Sebelum nama Dee tenar sebagai penulis novel, sebenarnya dirinya sudah sering menulis sejak dulu, namun tidak banyak orang yang tahu. Ketika masih menjadi siswa di SMAN 2 Bandung, Dee sempat menulis dan menerbitkan 15 buah karya cerita pendek (cerpen)  di buletin sekolahnya. Beberapa tulisan Dee pernah terbit di media cetak, diantaranya cerpen berjudul “Sikat Gigi” yang pernah terbit Jendela Newsletter, sebuah buletin seni di Bandung, yang terbit untuk kalangan terbatas.

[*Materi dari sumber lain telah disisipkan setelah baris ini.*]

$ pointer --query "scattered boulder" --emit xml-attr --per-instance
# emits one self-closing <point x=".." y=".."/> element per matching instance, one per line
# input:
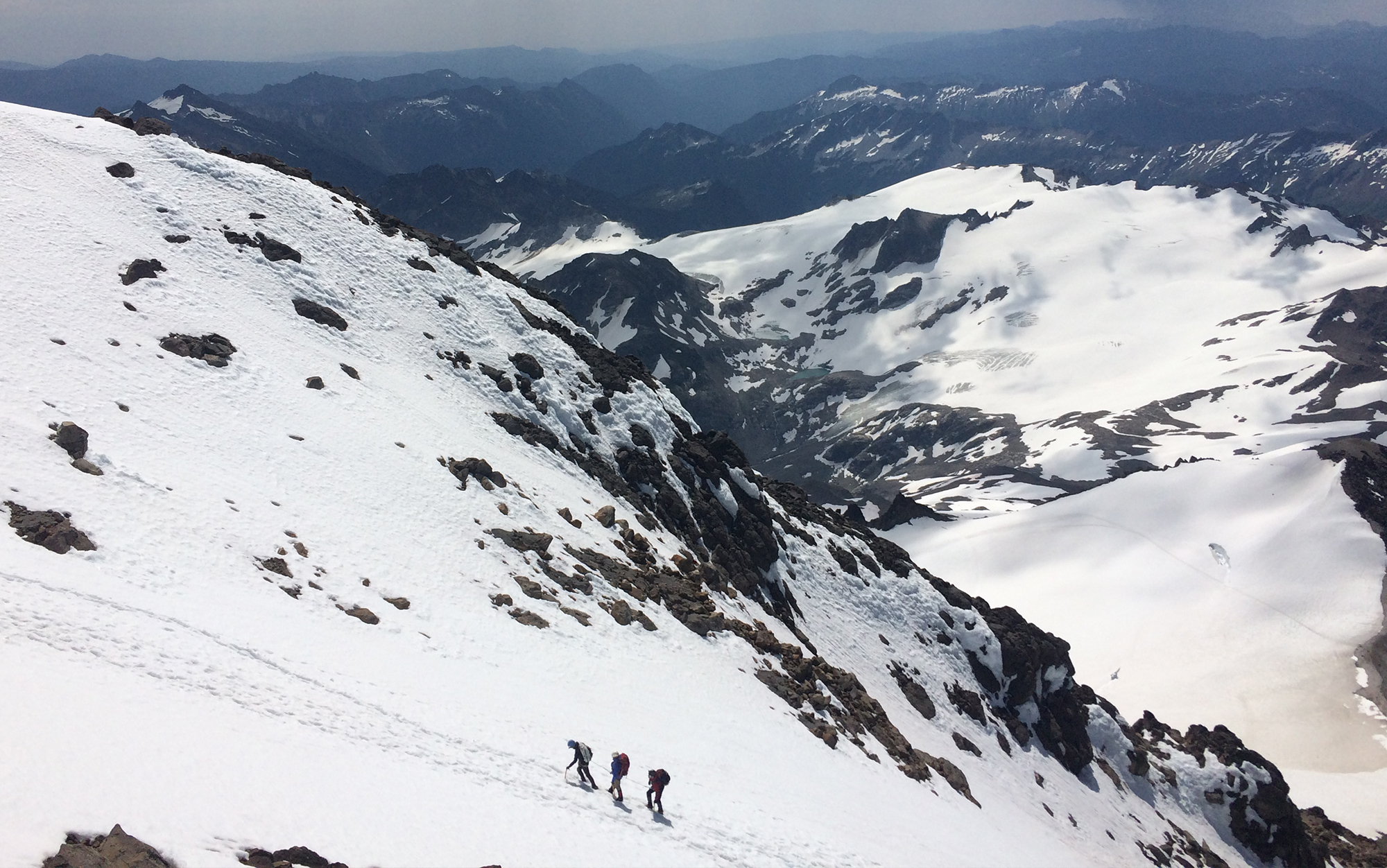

Pada 1993, Dee sempat mendulang prestasi menjadi juara pertama dalam sebuah even lomba menulis di Majalah Gadis. Tulisannya berjudul “Rico the Coro” yang berupa cerita bersambung juga diterbitkan Majalah Mode pada 1996.

Sejak karir menyanyi Dee meroket, kebiasaan menulisnya sedikit agak dilupakan. Hal ini cukup beralasan mengingat jadual kegiatannya sebagai artis penyanyi begitu padat. Namun keinginan untuk menulis tetap menari-nari dalam pikirannya. Oleh sebab itu akhirnya dia mencoba menyisihkan waktunya disela-sela kesibukannya untuk menulis lagi.

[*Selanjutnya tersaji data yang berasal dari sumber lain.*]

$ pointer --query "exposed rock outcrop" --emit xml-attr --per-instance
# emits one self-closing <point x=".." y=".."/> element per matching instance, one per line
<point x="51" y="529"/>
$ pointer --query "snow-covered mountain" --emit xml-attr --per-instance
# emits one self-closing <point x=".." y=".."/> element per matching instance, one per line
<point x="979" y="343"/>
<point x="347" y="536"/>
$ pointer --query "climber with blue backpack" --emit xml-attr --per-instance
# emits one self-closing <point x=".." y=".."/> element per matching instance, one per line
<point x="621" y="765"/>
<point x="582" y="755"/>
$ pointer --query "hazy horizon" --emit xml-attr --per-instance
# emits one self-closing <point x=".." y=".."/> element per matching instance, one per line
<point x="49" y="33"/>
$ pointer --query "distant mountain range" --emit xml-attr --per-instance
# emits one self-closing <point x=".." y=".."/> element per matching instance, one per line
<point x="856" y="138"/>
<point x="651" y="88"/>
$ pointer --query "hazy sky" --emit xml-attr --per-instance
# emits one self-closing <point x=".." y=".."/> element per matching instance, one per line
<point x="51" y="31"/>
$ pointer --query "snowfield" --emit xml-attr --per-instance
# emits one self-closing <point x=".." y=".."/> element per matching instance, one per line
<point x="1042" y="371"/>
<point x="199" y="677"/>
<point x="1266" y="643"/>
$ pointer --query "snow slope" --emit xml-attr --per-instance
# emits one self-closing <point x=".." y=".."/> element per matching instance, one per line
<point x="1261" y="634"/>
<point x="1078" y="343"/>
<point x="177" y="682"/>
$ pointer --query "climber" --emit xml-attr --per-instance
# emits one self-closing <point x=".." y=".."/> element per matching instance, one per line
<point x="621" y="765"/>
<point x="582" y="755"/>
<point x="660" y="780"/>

Berkat keinginan kerasnya, novel pertama Dee yang berjudul Supernova : Ksatria, Puteri dan Bintang Jatuh, bisa diselelsaikannya. Pada 16 Februari 2001, novel tersebut akhirnya berhasil diterbitkannya.  Diluar dugaannya, novel pertama Dee ini laku keras. Hanya dalam  dalam tempo 35 hari, novelnya terjual sebanyak 12.000 eksemplar dan menjadi buku Best Seller. Buku yang didalamnya mengungkap kisah cinta dengan bumbu science fiction ini akhirnya bisa terjual lebih dari 75.000 eksemplar.

Kesuksesan penjualan buku pertama Dee di pasar Indonesia, membuat dirinya merasa tertantang untuk menjualnya ke pasar internasional. Pada Maret 2002, Dee meluncurkan novel “Supernova” dalam edisi Inggris, bekerjasama dengan Harry Aveling, seorang penulis berkebangsaan Australia yang dikenal piawai dalam urusan menerjemahkan karya sastra Indonesia ke bahasa Inggris.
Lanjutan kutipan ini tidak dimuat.